When Twitter user Kemah Bob reflected on the fact that mixed-race people often experience racism not only from the outside world, but from their family members as well, many people joined the dialogue to share their own firsthand experiences with the issue. With the conversation now open, even more took to the comment section of our piece to tell their own stories. Here are some of the most eye-opening replies:
1."I'm half Black, half white. My mom is French, but when visiting America at 16, she fell in love with an American Black man. Finding out that she was pregnant with me was a shock, and she decided to keep the father's identity hidden from my racist grandparents. Assuming the dad was a white man, they were very supportive, but when they found out, they disapproved. When I came, they immediately disowned her because I was 'too dark to pass for one of us.'"
3."I’m half Black and half Filipino. I hated going to Filipino parties with my mom because I would hear things the other Filipinos would say about me. They would call me derogatory names for being Black when my mom wasn’t around and they didn’t think I was listening. It hurt so much and I never told my mom because she enjoyed the parties. It still weighs heavily on me because, despite the fact that I’m literally half, I don’t feel Filipino at all because they will never accept me."
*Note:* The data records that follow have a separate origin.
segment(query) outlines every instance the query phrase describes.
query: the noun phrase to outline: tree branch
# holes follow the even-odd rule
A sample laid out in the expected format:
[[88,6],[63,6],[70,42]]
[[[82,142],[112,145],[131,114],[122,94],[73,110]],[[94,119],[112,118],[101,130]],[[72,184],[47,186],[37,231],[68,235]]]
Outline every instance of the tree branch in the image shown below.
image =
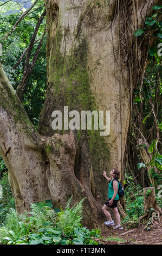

5."I'm half Black, half Moroccan, and my husband is white from Louisiana. When we had our first child, his mother's first response to our son was that 'he's such a good color.' My jaw was on the floor. Needless to say, she's changed her tune, but not the rest of his family. They wonder why they're never around our children."
6."When my mom (Taiwanese) got engaged to my father (white), his parents asked him 'what his children would look like.' To this day they still avoid her, and they use the term Oriental casually in front of us like it's no big deal. Being mixed-race puts you in a unique and painful position."
7."My grandmother claimed to love my brother and sisters, but she also didn’t shy away from calling them Oreos. I had to train her not to say that kind of thing by hanging up on her every single time she did it."
11."My daughter is half Black and half Asian from her dad. His family was so disappointed in her hair being curly and not straight. His mom and niece actually tried straightening it a few times when she was 2! And whenever she got a tan during the summer, they would make comments like, 'Oh, she got Black.' I hated visiting them because they were the type of family that used whitening creams and the lightest shade of makeup."
12."Growing up in Los Angeles and being brown meant getting called names and being told to go back to Mexico. And then I went home and listened to my Native American father using the same words and insults toward our Latino neighbors. It was very confusing."
13."My mother is half Vietnamese and half French. Her grandmother on her father's side of the family always treated her as an 'other' and blatantly treated her French cousins better. When my sister was pregnant with her Ethiopian husband's baby, my mother, who was raised Catholic, told my father that she should get an abortion."
14."On my dad's side, everyone is Jewish, then my mom's side is mostly Latino. Whenever I would stay at my maternal grandma's house and woke up with my natural curls, she'd say, 'Your Jewish is showing, go straighten your hair.'"
15."My father is Black, my mother is Latin American, and she married a Scottish man in my early childhood. My half-siblings have blonde hair and blue eyes. Anything I did that was considered acting out was 'acting Black,' and I shouldn't be doing that. I grew up very, very confused and still struggle with how to identify myself."
16."Being half Black and white has opened my eyes to a lot of prejudices and segregation from both sides. About two years ago, my dad (who's Black) brought me and my siblings to meet his side of the family. When meeting them, we were met with a slight judgment and were constantly looked up and down. One of my uncles, who had never met us before, stated, 'Now I'm kinda seeing why you married that woman' (about my white mother) after deeming my height slightly satisfactory."